About this Research Topic
It is well-known that healthy dietary patterns like Mediterranean and plant-based diets have an impact on the onset, progression, and regression of MetS. Many supplements (e.g. magnesium, zinc, B vitamins) or phytochemical-derived plant extracts (e.g. opuntia, turmeric, etc) also affect the low-grade inflammatory state and higher oxidative stress present in MetS, both in animal and human studies.
The scope of this Research Topic is therefore to shed new light on nutritional therapies to treat MetS and its complications, and to help identify new dietary protocols, supplements, and/or functional foods that are impactful against this syndrome.

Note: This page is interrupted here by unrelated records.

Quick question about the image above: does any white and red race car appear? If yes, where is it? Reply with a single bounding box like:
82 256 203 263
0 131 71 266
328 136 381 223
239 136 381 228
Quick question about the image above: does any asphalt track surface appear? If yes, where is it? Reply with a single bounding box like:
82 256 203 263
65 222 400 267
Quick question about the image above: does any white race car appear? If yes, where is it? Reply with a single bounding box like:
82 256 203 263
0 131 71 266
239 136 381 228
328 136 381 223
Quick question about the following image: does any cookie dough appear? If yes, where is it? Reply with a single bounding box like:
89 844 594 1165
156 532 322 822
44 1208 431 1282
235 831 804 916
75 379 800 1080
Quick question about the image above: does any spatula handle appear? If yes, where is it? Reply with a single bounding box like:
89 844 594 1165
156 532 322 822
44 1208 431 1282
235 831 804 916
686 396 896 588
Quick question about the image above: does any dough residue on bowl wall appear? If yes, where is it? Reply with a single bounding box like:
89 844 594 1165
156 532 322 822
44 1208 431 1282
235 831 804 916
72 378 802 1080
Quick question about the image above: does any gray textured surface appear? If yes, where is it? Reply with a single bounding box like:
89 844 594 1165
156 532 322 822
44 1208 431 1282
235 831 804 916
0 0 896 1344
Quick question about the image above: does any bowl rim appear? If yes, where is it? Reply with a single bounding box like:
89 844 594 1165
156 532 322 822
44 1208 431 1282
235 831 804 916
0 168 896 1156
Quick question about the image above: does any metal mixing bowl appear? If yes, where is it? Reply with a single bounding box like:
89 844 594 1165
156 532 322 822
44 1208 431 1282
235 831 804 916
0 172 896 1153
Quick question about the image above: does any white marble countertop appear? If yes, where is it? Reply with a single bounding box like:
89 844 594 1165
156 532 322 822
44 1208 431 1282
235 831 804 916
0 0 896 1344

We are interested in Research Clinical Trials (RCTs), study protocol, dietary interventional studies, meta-analyses, systematic reviews, narrative reviews, cellular studies, and observational studies about MetS and its components, focusing on inflammatory and oxidative stress both as a result of and MetS and its role in aggravating MetS. In particular, we are interested on the effect of the ketogenic diet, Mediterranean diet (MD), DASH diet, plant-based diets, supplementation of magnesium, zinc, Poly-unsaturated fatty acid (PUFA) or phytochemicals (e.g. polyphenols, anthocyanins, curcuminoids etc.) derived from plant extracts or functional food like turmeric, opuntia, berries and so forth. Submitted research should help to address one or more of the following goals of this collection:
• To help identify new therapeutic options for patients affected by MetS (e.g. new dietary treatments, supplements, or natural molecules such as phytochemicals of functional foods)
• To consolidate the role of existing dietary therapeutic options for MetS (e.g. Mediterranean diet, Very Low-Calorie Ketogenic Diet, DASH diet)
• To consolidate the effectiveness of supplement or functional foods studies in MetS such as magnesium, zinc, vitamin D, thiamine, opuntia, PUFA, capsaicin, berries, turmeric, extra virgin olive oil, and so forth.
• To collate together review and meta-analysis to evaluate the effectiveness of the above-mentioned treatments.
Keywords: metabolic syndrome, MetS, Diet, Supplement, clinical intervention studies, RCT, Protocol study, Low-grade inflammation, oxidative stress, western-style diet, inflammation, functional food, phytochemicals, Very Low-Calorie Ketogenic Diet, Mediterranean diet
Important Note: All contributions to this Research Topic must be within the scope of the section and journal to which they are submitted, as defined in their mission statements. Frontiers reserves the right to guide an out-of-scope manuscript to a more suitable section or journal at any stage of peer review.